The Chinese New Year is coming, and it’s a good time to gather with family members to eat a big meal. The rumor on the Internet that “every festive season puts on three pounds” is not unreasonable. In addition to eating and drinking, do you know that gaining weight is also “contagious”?
According to HealthDay News, living in a community with a high rate of obesity may increase the chances that you and your children will become fat. Researchers explain that living in a community with a lot of fat people affects the social acceptance of diet and exercise behaviors and body size. This may be a phenomenon called “social transmission” at work, although the study did not prove a direct cause-and-effect relationship.
Researchers surveyed more than 1,500 U.S. Army families. Army families were selected for the study because they typically move based on military requirements rather than personal preferences. This dispels a theory about regional obesity from the start – that obese people like to associate with people who are as fat as they are.
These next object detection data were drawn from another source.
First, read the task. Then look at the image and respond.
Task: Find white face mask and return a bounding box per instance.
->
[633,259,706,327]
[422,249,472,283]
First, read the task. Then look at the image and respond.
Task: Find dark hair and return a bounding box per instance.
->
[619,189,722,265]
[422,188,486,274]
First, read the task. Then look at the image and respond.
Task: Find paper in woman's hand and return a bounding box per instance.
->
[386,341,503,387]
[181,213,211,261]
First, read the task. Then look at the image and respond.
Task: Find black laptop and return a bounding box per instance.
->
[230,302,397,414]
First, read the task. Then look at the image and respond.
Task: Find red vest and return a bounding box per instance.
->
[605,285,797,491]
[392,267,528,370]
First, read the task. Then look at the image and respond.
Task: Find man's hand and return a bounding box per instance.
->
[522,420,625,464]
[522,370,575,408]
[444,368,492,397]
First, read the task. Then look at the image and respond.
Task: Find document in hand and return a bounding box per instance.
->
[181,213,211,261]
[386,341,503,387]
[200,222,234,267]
The researchers looked at data on about 1,300 parents and 1,100 children from 2013 to 2014. The families were stationed at or near 38 military installations across the United States. Researchers first examined family members’ body mass index (BMI), a measure of body fat based on height and weight. They then assessed the “shared environment” in which the service families lived, counting the number of grocery stores, sports and recreational facilities, and so on.
In addition, the researchers weighed the overall obesity rates in each community. These ranged from 21% (El Paso County, Colorado) to 38% (Vernon County, Louisiana).
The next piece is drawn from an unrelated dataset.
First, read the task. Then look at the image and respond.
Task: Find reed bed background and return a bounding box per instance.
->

The study found that military families assigned to counties with higher obesity rates were more likely to be overweight or obese than military families assigned to counties with lower obesity rates. The opposite was also true: moving to a county with a lower obesity rate reduced a family’s chances of becoming obese.
The researchers said that most people think they can control their behavior. But when asked about specific situations – such as going out to eat with friends and whether what their friends ordered influenced their meal choices – respondents’ responses changed. They would realize that other people around them do influence their meal choices.
Researchers suggest that if you want to change your weight, diet and exercise habits, then make friends who eat more healthily and exercise more often.
Related research was published in the “Journal of the American Medical Association”.